配置node节点亲和性:硬亲和性require,软亲和性preference
配置硬亲和性操作
[root@master schedule]# vim pod-affinity-demo.yaml
[root@k8s-master schedule]# cat pod-affinity-demo.yaml
[root@k8s-master schedule]# cat pod-affinity-demo.yaml
apiVersion: v1
kind: Pod
metadata:
name: pod-affinity-demo
namespace: default
labels:
app: myapp
tier: frontend
spec:
containers:
- image: ikubernetes/myapp:v1
name: myapp
affinity:
nodeAffinity:
requiredDuringSchedulingIgnoredDuringExecution:
nodeSelectorTerms:
- matchExpressions:
- key: zone
operator: In
values:
- foo
- bar
[root@k8s-master schedule]# kubectl create -f pod-affinity-demo.yaml
[root@k8s-master schedule]# kubectl get pod/pod-affinity-demo --show-labels
NAME READY STATUS RESTARTS AGE LABELS
pod-affinity-demo 0/1 Pending 0 54s app=myapp,tier=frontend
[root@k8s-master schedule]# kubectl describe pod/pod-affinity-demo # 硬亲和性,没有匹配到标签、、、
软亲和性
修改一下,调整为软亲和性,系统会勉为其难的选择node节点部署pod。
[root@k8s-master schedule]# cat pod-affinity-demo-2.yaml
apiVersion: v1
kind: Pod
metadata:
name: pod-affinity-demo2
namespace: default
labels:
app: myapp
tier: frontend
spec:
containers:
- image: ikubernetes/myapp:v1
name: myapp
affinity:
nodeAffinity:
preferredDuringSchedulingIgnoredDuringExecution:
- preference:
matchExpressions:
- key: zone
operator: In
values:
- foo
- bar
weight: 60
[root@k8s-master schedule]# kubectl create -f pod-affinity-demo-2.yaml
pod/pod-affinity-demo2 created
[root@k8s-master schedule]# kubectl get pod/pod-affinity-demo2 --show-labels
NAME READY STATUS RESTARTS AGE LABELS
pod-affinity-demo2 1/1 Running 0 29s app=myapp,tier=frontend
如上,自行完成了node亲和度调度,软亲和度下,不匹配也是可以运行的。
Pod自身亲和度调度
pod一样也有硬亲和性和软亲和性,通过ndoe亲和性来定义pod亲和性。
Pod亲和性不需要在同一个node,在相近位置就行。
以node名称为标准,不同节点在不同位置。如下,新增pod在上面两个node有亲和性。

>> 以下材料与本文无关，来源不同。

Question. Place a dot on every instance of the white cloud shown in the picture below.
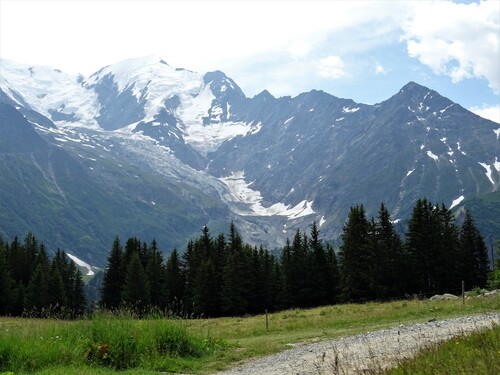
(458, 40)
(331, 67)
(379, 69)
(489, 112)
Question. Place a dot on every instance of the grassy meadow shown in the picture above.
(108, 343)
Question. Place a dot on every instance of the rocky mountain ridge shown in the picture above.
(157, 152)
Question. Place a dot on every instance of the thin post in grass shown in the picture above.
(463, 292)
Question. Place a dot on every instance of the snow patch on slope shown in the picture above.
(488, 171)
(457, 201)
(432, 155)
(249, 200)
(82, 264)
(47, 89)
(207, 138)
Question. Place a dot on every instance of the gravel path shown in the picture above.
(366, 352)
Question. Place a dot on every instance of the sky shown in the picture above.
(362, 50)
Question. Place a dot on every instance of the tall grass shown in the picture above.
(115, 341)
(478, 353)
(106, 343)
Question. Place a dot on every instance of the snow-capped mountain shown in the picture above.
(161, 151)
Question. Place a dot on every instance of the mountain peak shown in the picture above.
(413, 87)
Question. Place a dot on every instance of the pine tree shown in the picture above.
(113, 281)
(77, 300)
(319, 270)
(286, 276)
(174, 283)
(474, 254)
(38, 295)
(157, 274)
(389, 257)
(423, 247)
(356, 258)
(448, 254)
(6, 281)
(333, 285)
(136, 286)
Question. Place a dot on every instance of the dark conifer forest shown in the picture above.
(221, 275)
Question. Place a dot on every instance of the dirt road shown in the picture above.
(364, 353)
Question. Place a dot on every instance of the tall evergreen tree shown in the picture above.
(474, 254)
(113, 281)
(77, 300)
(135, 292)
(174, 284)
(448, 257)
(423, 247)
(356, 258)
(157, 274)
(38, 293)
(389, 256)
(6, 281)
(319, 272)
(333, 275)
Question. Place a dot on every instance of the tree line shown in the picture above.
(33, 285)
(224, 276)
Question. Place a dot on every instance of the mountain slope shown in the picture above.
(142, 148)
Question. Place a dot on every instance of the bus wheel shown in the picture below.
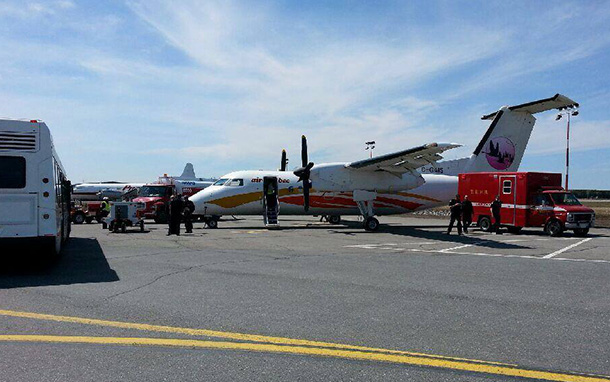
(581, 231)
(485, 223)
(334, 219)
(554, 228)
(79, 218)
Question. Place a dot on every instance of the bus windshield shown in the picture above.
(12, 172)
(153, 191)
(565, 199)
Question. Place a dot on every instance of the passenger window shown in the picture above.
(235, 183)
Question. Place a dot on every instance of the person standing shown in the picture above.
(455, 207)
(496, 207)
(176, 206)
(467, 212)
(189, 208)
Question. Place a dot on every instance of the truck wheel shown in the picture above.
(334, 219)
(79, 218)
(371, 224)
(485, 223)
(581, 231)
(554, 228)
(515, 230)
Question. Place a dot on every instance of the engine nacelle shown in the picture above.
(335, 177)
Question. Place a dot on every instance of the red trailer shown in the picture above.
(529, 199)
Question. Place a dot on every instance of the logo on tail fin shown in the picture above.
(500, 153)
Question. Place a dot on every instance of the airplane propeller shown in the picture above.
(284, 161)
(304, 172)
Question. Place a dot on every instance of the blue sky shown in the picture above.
(135, 89)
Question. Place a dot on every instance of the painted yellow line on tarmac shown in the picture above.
(301, 350)
(228, 335)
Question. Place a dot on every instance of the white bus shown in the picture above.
(34, 190)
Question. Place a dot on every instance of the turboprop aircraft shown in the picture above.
(90, 190)
(400, 182)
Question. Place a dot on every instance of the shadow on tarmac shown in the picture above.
(82, 261)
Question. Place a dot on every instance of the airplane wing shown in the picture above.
(406, 160)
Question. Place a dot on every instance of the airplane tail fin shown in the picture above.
(189, 172)
(504, 143)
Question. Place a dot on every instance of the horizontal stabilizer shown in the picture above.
(558, 101)
(405, 160)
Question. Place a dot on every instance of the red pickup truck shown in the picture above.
(529, 199)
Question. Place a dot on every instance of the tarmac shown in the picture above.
(310, 301)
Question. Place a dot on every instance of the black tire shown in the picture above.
(515, 230)
(485, 223)
(371, 224)
(334, 219)
(554, 228)
(581, 231)
(79, 218)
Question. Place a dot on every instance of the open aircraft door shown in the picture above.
(271, 204)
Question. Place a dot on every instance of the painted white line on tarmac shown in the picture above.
(454, 248)
(551, 255)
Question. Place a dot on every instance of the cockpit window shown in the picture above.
(235, 183)
(220, 182)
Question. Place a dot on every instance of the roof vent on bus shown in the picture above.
(17, 141)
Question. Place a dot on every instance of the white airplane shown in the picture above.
(396, 183)
(91, 190)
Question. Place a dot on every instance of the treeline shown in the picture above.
(591, 194)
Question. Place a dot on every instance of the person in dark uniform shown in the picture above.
(189, 208)
(496, 206)
(176, 206)
(467, 212)
(455, 206)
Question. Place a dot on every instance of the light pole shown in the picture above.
(569, 111)
(370, 145)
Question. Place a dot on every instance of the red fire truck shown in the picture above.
(156, 196)
(529, 199)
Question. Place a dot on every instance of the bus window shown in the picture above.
(235, 183)
(12, 172)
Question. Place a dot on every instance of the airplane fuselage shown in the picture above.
(394, 195)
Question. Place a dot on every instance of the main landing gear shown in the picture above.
(364, 200)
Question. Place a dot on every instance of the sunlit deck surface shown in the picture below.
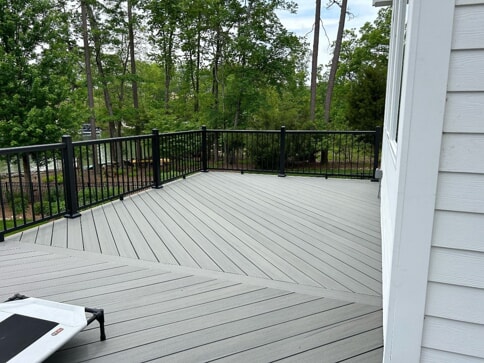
(220, 266)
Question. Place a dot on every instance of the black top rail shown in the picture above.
(42, 182)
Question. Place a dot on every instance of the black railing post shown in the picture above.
(155, 145)
(376, 152)
(72, 206)
(204, 149)
(282, 153)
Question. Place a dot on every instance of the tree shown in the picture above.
(36, 75)
(335, 61)
(362, 72)
(314, 65)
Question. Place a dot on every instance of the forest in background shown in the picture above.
(130, 66)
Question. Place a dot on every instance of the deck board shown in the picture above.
(220, 266)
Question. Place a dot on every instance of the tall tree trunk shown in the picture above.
(134, 83)
(197, 70)
(168, 60)
(100, 68)
(335, 61)
(314, 66)
(87, 64)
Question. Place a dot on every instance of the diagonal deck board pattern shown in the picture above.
(309, 231)
(220, 266)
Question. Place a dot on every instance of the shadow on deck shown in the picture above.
(217, 266)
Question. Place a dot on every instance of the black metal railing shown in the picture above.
(350, 154)
(43, 182)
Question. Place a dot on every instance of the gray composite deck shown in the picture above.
(220, 266)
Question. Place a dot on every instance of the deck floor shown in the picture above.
(217, 266)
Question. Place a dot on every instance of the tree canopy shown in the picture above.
(174, 65)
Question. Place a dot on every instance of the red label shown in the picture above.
(57, 331)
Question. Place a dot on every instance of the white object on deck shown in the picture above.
(70, 320)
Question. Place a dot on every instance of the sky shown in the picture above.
(302, 22)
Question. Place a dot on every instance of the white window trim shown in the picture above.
(395, 71)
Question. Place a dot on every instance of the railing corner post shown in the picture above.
(155, 144)
(282, 153)
(70, 192)
(204, 149)
(376, 153)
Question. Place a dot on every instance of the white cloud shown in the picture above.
(302, 22)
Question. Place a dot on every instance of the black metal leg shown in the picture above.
(97, 314)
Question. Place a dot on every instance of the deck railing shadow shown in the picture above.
(43, 182)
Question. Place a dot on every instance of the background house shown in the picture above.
(433, 183)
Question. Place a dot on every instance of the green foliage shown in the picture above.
(219, 63)
(17, 201)
(359, 94)
(36, 73)
(48, 208)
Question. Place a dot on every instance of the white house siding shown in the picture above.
(410, 173)
(454, 315)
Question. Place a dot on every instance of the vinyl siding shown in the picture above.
(454, 314)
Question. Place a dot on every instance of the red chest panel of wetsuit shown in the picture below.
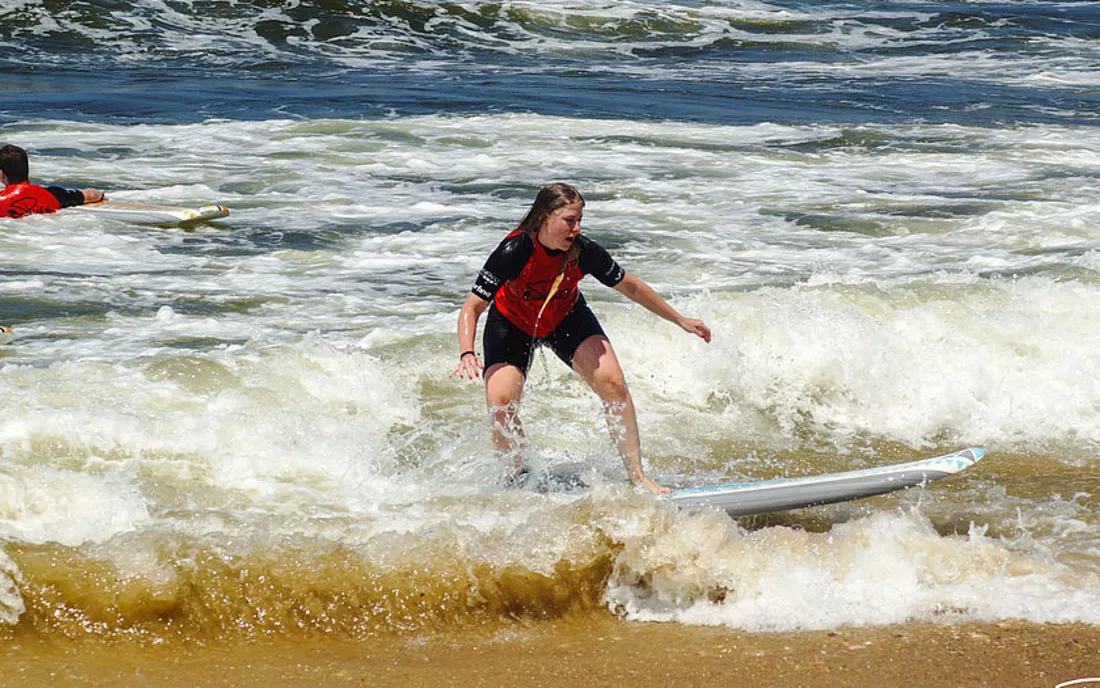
(520, 299)
(25, 198)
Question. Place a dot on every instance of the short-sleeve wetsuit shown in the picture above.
(518, 277)
(24, 198)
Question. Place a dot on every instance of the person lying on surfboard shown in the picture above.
(529, 285)
(20, 198)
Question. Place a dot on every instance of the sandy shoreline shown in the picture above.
(602, 652)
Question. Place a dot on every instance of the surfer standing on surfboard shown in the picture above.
(20, 198)
(529, 285)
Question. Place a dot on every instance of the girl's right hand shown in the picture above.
(470, 367)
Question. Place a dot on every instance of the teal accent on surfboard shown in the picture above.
(783, 493)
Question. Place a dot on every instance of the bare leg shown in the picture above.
(595, 361)
(504, 383)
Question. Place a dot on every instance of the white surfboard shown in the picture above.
(147, 214)
(740, 499)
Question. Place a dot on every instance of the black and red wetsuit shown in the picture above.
(518, 276)
(24, 198)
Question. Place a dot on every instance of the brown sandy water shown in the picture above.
(594, 651)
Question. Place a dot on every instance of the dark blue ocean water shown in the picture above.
(970, 63)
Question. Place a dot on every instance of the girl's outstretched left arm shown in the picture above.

第1个节点,那么扩容的2-4号节点,是否能运行与第一个pod一致。
机架rack,排数row
下面以2个pod作为演示验证亲和性
[root@k8s-master schedule]# cat pod-required-affinity-demo.yaml
apiVersion: v1
kind: Pod
metadata:
name: pod-first
labels:
app: myapp
tier: frontend
spec:
containers:
- image: ikubernetes/myapp:v1
name: myapp
---
apiVersion: v1
kind: Pod
metadata:
name: pod-second
labels:
app: db
tier: db
spec:
containers:
- name: busybox
image: busybox:latest
imagePullPolicy: IfNotPresent
command: ["/bin/sh","-c","sleep 3600"]
affinity:
podAffinity:
requiredDuringSchedulingIgnoredDuringExecution:
- labelSelector:
matchExpressions:
- {key: app, operator: In, values: ["myapp"]}
topologyKey: kubernetes.io/hostname
[root@k8s-master schedule]# kubectl create -f pod-required-affinity-demo.yaml
pod/pod-first created
pod/pod-second created
[root@k8s-master ~]# kubectl get pods -owide
NAME READY STATUS RESTARTS AGE IP NODE NOMINATED NODE READINESS GATES
pod-first 1/1 Running 0 6s 10.244.1.41 k8s-node1 <none> <none>
pod-second 1/1 Running 0 6s 10.244.1.40 k8s-node1 <none> <none>
[root@k8s-master ~]# kubectl describe pods pod-second
其中一个pod在某个节点上,另一个pod相应启动也会在一台机器上。正常来说,k8s默认优选策略是会把pod分布在资源最先的节点上,但是这个做了亲和性,两个必须在一起,要切也得一起切。
反亲和性,
两者一定不能在同一个节点上,分布在不同节点。如下示例。
调整上面示例,为反亲和性
podAffinity--》podAntiAffinity,yaml文件修改。
[root@k8s-master schedule]# kubectl create -f pod-required-anti-affinity-demo.yaml
[root@k8s-master ~]# kubectl get pods -owide # 验证ok,分布在不同地方。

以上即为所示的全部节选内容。